A personal lab for running open-weight models locally — Qwen and Llama variants served through llama.cpp, fronted by Open WebUI. The point isn’t to use them; it’s to measure them under real constraints and build intuition for which size/quant combinations are actually usable on the hardware I have.

Why

Two reasons:

  1. I want to stop paying per-token tax for work that a 4B–8B model can do fine, and I want to know empirically where that line is.
  2. The more interesting question — if you’re doing RAG or agent work — is latency per token, not benchmark score on MMLU. Those numbers you only get by running things yourself.

How

  • Runtime: llama.cpp with GGUF quantized weights.
  • Front-end: Open WebUI for chat-style sanity checks; direct llama-cli for benchmarking runs.
  • What I measure: tokens per second (prompt eval + generation), context window behavior as it fills up, memory footprint, and — separately — correctness on a small private instruction-following set.

Findings so far

Qwen 4B: fast, but brittle

~50 TPS on my setup. Fine for summarization, classification, and short-form generation. Falls over on multi-step instructions and anything that requires holding structure across a longer response — it drifts or drops constraints. Useful as a component, not as a general model.

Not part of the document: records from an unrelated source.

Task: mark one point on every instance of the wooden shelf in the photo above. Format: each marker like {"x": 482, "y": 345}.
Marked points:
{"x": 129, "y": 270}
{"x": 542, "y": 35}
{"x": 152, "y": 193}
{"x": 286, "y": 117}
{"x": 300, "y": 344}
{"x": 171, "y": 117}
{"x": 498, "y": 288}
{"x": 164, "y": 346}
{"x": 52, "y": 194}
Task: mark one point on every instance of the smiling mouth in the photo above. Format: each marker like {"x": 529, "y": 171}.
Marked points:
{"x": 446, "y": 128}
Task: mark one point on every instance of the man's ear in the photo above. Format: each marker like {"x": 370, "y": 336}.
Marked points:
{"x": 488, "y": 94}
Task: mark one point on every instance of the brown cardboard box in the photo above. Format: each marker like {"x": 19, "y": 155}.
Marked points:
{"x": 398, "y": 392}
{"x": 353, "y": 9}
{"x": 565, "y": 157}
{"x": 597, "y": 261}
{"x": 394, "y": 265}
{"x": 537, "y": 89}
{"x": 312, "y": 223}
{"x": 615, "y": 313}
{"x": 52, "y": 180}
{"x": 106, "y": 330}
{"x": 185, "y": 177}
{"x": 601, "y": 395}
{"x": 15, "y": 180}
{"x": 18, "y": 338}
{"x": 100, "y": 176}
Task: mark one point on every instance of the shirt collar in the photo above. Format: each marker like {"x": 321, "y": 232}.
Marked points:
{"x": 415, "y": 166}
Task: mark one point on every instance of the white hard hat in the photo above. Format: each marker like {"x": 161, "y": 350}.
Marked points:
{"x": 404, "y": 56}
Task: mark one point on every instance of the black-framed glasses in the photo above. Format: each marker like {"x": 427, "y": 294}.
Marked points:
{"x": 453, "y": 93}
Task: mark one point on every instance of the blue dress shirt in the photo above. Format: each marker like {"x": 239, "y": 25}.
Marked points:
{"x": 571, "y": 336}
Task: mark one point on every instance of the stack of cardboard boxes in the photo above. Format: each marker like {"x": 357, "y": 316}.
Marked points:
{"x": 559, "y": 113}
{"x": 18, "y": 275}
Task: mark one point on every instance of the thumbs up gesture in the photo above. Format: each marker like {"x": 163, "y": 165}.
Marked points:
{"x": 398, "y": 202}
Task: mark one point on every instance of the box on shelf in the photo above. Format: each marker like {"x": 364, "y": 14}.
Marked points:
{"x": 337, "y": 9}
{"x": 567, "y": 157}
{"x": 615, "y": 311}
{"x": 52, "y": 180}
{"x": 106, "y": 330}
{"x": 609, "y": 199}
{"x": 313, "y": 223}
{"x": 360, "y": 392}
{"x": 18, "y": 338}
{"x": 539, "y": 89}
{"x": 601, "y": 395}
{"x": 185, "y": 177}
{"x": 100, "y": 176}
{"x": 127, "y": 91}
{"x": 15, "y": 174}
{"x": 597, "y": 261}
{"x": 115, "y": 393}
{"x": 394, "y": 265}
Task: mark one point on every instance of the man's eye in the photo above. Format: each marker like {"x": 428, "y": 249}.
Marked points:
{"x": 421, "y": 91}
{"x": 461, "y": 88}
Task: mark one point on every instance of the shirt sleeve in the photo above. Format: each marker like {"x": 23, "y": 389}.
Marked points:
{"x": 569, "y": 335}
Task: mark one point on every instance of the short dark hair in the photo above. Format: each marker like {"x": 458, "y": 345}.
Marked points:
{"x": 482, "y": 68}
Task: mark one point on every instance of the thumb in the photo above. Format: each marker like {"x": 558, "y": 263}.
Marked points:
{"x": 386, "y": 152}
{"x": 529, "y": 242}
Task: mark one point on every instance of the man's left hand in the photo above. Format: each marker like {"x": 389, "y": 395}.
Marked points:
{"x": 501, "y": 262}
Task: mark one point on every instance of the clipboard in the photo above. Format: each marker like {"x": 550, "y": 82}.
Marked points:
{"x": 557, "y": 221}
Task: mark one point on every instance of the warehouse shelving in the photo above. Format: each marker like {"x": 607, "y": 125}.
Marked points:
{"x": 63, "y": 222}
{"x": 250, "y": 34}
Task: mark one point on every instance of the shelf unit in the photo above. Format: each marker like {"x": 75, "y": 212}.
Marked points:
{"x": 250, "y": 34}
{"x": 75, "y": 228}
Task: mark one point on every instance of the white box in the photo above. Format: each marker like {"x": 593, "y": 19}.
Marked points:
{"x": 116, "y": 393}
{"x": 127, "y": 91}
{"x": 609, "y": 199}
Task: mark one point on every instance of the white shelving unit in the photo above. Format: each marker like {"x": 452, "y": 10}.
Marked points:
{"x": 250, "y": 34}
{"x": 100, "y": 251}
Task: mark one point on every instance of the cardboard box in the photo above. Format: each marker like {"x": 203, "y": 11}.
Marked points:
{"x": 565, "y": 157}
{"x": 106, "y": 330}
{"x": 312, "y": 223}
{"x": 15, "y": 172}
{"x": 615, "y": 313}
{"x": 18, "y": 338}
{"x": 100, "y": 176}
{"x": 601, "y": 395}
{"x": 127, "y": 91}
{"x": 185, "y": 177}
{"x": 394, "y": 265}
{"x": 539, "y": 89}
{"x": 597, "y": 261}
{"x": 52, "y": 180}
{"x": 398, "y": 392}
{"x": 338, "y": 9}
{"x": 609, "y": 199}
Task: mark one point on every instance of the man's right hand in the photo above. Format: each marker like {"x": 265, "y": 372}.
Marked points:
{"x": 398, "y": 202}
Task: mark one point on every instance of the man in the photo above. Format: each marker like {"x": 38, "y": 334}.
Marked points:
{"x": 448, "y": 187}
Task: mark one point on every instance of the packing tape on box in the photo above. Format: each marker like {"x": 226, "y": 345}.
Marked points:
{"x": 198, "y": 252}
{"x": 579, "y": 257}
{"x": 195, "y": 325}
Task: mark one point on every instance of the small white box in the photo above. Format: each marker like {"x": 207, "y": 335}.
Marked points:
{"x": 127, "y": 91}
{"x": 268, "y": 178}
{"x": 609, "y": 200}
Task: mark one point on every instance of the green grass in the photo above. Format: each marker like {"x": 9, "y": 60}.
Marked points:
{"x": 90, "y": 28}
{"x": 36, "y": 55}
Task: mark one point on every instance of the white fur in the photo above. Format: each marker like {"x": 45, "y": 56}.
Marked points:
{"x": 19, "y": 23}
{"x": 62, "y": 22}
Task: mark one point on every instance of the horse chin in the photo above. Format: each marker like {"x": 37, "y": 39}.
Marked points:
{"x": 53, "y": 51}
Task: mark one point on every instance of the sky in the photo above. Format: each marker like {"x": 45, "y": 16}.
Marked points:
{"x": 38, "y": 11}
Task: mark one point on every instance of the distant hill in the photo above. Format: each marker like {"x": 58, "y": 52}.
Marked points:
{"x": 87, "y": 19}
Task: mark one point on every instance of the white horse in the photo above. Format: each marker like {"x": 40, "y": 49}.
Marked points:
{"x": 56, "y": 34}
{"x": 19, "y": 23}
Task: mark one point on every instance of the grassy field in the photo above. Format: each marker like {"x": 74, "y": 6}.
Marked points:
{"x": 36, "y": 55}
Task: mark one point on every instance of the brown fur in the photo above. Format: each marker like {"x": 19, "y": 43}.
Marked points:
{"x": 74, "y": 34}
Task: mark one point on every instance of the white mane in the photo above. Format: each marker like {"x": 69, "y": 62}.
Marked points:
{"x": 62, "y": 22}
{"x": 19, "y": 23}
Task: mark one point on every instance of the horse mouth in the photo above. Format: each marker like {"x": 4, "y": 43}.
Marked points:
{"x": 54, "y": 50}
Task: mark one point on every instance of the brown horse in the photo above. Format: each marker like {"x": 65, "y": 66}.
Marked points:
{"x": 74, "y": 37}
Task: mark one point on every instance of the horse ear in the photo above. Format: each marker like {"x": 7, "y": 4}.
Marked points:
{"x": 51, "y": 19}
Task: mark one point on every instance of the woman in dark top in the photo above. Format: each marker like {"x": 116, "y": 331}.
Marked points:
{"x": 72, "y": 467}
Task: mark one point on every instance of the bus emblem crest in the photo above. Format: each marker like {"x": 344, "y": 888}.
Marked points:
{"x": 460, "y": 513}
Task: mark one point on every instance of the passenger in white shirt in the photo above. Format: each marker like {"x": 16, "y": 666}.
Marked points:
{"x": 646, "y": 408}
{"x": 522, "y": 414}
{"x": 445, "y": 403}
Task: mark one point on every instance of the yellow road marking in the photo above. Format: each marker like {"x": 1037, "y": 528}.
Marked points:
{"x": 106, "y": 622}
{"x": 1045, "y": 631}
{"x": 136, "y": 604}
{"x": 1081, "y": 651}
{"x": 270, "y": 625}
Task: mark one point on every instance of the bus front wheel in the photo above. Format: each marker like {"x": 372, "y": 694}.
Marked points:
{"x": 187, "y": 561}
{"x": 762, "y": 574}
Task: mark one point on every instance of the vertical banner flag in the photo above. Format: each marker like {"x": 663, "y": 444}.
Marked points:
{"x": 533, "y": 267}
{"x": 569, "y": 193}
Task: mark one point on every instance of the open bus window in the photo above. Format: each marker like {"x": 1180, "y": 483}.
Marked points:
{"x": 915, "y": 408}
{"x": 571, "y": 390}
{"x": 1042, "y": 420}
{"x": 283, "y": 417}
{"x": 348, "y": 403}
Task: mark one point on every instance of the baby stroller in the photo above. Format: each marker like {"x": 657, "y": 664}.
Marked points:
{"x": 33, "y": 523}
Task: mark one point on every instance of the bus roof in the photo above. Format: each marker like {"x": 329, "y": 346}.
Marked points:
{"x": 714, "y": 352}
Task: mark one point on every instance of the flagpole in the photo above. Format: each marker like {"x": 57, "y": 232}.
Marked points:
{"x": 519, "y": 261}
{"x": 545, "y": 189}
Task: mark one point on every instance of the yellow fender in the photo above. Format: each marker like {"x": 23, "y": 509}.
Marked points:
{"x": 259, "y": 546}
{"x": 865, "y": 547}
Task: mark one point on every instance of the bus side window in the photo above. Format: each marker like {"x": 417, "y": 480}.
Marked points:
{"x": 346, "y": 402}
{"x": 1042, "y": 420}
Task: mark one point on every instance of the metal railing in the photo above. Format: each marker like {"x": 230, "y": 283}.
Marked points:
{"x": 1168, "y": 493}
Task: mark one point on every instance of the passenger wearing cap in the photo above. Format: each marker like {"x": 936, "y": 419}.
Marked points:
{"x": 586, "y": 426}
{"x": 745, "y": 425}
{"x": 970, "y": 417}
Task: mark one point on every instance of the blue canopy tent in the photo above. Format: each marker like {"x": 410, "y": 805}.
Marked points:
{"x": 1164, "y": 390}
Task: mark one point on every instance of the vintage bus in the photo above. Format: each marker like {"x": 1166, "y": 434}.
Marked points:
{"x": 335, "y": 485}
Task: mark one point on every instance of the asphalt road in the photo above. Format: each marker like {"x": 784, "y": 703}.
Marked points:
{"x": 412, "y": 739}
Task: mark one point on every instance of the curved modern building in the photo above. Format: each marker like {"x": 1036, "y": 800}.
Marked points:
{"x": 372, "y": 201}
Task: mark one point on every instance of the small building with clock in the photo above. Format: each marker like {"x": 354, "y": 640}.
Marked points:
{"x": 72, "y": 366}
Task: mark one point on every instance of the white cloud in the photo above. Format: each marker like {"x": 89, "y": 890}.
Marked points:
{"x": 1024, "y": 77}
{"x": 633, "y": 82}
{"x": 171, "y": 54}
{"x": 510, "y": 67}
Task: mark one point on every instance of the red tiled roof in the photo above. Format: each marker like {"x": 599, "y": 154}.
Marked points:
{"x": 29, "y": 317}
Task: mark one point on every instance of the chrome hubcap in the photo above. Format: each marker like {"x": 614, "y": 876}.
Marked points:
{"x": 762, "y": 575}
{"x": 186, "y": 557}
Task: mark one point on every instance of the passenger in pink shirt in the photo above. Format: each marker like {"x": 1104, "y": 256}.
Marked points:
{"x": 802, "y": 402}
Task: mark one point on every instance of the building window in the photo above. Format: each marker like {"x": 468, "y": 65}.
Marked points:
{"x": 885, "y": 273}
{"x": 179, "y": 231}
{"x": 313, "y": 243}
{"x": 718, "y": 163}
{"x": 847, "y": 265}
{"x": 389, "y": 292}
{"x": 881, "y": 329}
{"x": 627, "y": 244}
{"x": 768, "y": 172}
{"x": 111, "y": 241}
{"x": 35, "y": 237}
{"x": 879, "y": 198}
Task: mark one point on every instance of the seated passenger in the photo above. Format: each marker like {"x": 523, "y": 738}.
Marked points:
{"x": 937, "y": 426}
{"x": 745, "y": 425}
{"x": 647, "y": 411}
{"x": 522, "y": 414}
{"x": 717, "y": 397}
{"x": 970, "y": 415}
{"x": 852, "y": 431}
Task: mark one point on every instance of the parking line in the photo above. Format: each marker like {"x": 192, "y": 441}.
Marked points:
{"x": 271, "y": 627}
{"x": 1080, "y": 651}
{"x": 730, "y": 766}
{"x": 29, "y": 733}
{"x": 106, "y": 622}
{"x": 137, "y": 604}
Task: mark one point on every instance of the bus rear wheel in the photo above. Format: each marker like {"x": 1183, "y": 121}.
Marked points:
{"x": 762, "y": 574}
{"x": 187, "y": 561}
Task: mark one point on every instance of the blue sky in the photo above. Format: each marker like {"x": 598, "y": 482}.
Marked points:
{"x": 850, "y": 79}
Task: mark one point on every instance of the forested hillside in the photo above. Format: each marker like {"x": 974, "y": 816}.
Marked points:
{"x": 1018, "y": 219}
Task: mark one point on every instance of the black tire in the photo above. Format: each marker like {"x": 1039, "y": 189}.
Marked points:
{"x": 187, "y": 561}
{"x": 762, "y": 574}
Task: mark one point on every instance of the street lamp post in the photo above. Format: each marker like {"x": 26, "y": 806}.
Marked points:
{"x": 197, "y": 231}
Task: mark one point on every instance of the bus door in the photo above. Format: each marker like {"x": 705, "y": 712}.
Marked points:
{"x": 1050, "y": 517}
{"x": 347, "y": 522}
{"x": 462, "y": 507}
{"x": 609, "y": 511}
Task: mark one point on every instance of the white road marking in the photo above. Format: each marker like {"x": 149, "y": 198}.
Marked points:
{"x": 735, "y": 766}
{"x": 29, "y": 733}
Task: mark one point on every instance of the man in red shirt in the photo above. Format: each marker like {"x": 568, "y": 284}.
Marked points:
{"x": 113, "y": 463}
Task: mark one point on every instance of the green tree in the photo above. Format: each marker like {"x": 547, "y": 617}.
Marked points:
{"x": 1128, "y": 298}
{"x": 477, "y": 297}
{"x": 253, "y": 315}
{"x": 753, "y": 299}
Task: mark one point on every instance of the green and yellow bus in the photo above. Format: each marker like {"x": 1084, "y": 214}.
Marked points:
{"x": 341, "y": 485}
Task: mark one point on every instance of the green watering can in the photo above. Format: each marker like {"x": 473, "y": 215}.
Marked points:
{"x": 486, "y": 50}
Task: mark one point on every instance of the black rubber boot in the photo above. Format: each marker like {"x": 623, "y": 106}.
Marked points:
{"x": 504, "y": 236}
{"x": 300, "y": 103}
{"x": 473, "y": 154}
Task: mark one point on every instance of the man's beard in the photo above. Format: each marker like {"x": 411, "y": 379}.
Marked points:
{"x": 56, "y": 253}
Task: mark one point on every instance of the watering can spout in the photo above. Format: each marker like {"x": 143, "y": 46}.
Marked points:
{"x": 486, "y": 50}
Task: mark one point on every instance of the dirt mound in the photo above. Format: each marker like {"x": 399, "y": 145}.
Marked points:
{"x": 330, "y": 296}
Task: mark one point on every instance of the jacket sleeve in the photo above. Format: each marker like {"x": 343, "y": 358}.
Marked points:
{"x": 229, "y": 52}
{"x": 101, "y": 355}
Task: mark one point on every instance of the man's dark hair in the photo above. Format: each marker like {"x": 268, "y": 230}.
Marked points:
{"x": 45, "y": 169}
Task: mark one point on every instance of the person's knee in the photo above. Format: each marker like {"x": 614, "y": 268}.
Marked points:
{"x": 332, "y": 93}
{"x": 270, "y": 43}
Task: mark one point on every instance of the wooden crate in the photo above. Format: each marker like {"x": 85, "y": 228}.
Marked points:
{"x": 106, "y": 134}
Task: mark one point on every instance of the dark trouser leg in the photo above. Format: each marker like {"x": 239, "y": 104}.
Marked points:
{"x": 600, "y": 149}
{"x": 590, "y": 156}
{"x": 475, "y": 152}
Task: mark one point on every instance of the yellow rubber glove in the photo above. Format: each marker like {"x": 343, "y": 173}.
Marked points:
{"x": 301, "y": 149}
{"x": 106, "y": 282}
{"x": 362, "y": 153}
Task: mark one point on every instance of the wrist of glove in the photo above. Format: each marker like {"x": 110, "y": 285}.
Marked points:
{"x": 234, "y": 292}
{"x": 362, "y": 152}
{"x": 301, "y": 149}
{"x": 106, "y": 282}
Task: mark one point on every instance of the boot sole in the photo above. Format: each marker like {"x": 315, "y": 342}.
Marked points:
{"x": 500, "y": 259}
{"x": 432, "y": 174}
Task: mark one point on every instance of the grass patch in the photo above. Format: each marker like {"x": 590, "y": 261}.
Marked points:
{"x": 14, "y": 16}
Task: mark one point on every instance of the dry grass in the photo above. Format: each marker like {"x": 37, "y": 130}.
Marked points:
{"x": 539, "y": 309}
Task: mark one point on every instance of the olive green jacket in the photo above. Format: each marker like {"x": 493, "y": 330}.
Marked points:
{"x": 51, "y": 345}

8B models: ran into a hardware wall

On 16GB RAM, the default quant for 8B-class models pushes the machine into heavy swap — I saw ~5GB of memory swapping during longer-context generation, and context exhaustion when I tried to stretch the window. The machine doesn’t crash; it just slows to a crawl and the generation quality gets non-deterministic as cache pressure rises.

Takeaway

On 16GB, 4B is the speed king for simple tasks. 8B is usable but only if you drop to a more aggressive quant — Q4_K_M is the target I’m testing next — and keep the context reasonable. The “just run an 8B locally” recommendation you see online assumes more headroom than 16GB provides once you account for the OS, the embedding model (if RAG), and the browser you forgot to close.

What’s next

  • Full sweep: Qwen 4B and 8B, Llama 8B, at Q4_K_M / Q5_K_M / Q6_K, measuring TPS + a small correctness set.
  • Publish the numbers as a notes post — including the runs where the “better” quant wasn’t worth it.
  • Wire the best-performing local model into aegis-rag as the default generation backend.

Limitations

  • n=1 hardware. All numbers are 16GB-specific and don’t generalize to a 3090 or to Apple Silicon with unified memory.
  • Correctness set is small and hand-written — not a standard eval. Good for catching obvious regressions, not for publishing leaderboard claims.